“This is more than we bargained for,” Trebon, a young guardsman whose place in the ranks was next to Malchus, said to him. “I thought we should have had at least a month here before we set out. They say the city is as gay as Carthage; and as I have many friends here I have looked forward to a month of jollity before starting. Every night when I lay down on the hard planks of the deck I have consoled myself with the thought that a soft bed awaited me here; and now we have to take at once to the bare ground, with nothing but this skin strapped on the pommel of my saddle to sleep on, and my bernous to cover me. It is colder already a great deal than it was at Carthage; and if that is so here, what will it be on the tops of those jagged mountains we see before us? Why, as I live, that highest one over there is of dazzling white! That must be the snow we have heard of — the rain turned solid by cold, and which they say causes a pain to the naked limbs something like hot iron. Fancy having to sleep in such stuff!”
Malchus laughed at the complaints of his comrade.
“I confess I am glad we are off at once,” he said, “for I was sick of doing nothing but idling away my time at Carthage; and I suppose it would be just the same here. How busy are the streets of the town! Except for the sight of the mountains which we see through the breaks of the houses, one might believe one’s self still at home.”
The aspect of Carthagena, indeed, closely resembled that of the mother city, and the inhabitants were of the same race and blood.

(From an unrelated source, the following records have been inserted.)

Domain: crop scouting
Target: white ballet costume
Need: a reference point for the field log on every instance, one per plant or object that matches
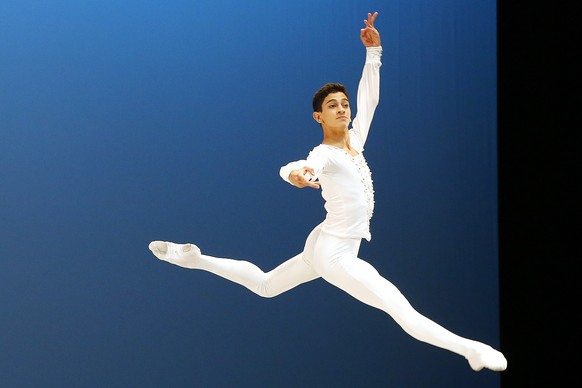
(331, 249)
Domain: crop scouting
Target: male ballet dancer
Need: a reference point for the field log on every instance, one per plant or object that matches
(338, 166)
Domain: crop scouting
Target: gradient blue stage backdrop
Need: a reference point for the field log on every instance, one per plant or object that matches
(123, 122)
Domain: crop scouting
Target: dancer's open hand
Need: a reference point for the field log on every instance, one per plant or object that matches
(302, 178)
(370, 36)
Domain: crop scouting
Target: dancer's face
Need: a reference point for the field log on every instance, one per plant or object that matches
(335, 111)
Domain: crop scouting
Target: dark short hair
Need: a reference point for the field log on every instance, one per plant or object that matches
(324, 91)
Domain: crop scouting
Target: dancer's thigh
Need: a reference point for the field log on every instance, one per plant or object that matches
(289, 274)
(338, 264)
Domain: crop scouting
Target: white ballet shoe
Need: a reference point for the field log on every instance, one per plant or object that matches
(184, 255)
(484, 356)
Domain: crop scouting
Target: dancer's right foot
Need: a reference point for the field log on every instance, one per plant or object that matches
(184, 255)
(484, 356)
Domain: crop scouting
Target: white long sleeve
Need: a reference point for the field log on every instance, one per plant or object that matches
(368, 96)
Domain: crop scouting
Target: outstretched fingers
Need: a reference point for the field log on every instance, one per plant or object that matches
(371, 18)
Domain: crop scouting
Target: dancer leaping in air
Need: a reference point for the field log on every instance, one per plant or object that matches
(338, 167)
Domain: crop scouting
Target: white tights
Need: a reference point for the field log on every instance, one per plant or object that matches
(335, 260)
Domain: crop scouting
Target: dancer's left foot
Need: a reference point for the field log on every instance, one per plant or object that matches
(484, 356)
(184, 255)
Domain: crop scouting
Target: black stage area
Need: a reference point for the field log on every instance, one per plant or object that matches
(539, 149)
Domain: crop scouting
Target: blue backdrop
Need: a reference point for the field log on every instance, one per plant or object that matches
(126, 122)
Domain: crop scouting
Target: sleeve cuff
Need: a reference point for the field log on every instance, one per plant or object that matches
(374, 54)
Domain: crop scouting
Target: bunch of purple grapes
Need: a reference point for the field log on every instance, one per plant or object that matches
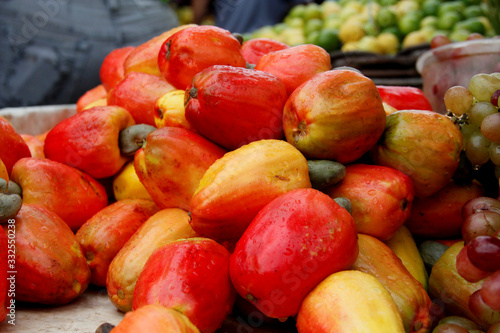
(479, 259)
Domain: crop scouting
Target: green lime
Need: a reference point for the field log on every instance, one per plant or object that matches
(312, 11)
(386, 18)
(296, 11)
(312, 37)
(459, 35)
(393, 30)
(408, 23)
(329, 39)
(332, 21)
(294, 22)
(471, 2)
(429, 21)
(312, 25)
(278, 28)
(448, 20)
(387, 2)
(431, 7)
(472, 24)
(451, 6)
(473, 11)
(371, 28)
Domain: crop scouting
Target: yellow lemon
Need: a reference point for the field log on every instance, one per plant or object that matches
(389, 43)
(415, 38)
(351, 31)
(369, 44)
(350, 46)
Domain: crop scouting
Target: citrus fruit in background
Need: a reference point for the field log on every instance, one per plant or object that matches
(312, 37)
(451, 6)
(312, 25)
(409, 22)
(431, 7)
(473, 11)
(351, 31)
(312, 11)
(332, 21)
(472, 24)
(386, 18)
(429, 21)
(297, 11)
(369, 44)
(459, 35)
(415, 38)
(388, 42)
(447, 20)
(329, 7)
(328, 39)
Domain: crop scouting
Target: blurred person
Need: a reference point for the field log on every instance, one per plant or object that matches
(244, 16)
(52, 50)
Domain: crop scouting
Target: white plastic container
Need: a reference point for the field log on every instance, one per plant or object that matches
(454, 64)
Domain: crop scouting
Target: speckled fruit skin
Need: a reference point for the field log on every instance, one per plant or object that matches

Carthagena had in the first place been formed by a great colony of Libyans. The inhabitants of that province inhabiting the seaports and coasts near Carthage were a mixture of Phoenician and native blood. They were ever impatient of the supremacy of Carthage, and their rebellions were frequent and often dangerous. After the suppression of these insurrections, Carthage, sensible of the danger arising from the turbulence of her neighbours, deported great numbers of them to form colonies. Vast numbers were sent up into the Soudan, which was then one of the most important possessions of the republic. The most extensive, however, of these forced emigrations was the great colony sent to found Carthagena, which had thus in a very few years, under the fostering genius of the great Hamilcar, become a great and prosperous city.
Carthage itself had thus suddenly sprung into existence. After many internal troubles the democracy of Tyre had gained the upper hand in that city; and finding their position intolerable, the whole of the aristocracy decided to emigrate, and, sailing with a great fleet under their queen Dido or Elisa — for she was called by both names — founded Carthage. This triumph of the democracy in Tyre, as might be expected, proved the ruin of that city. Very rapidly she fell from the lofty position she had held, and her place in the world and her proud position as Queen of the Seas was very speedily taken by Carthage.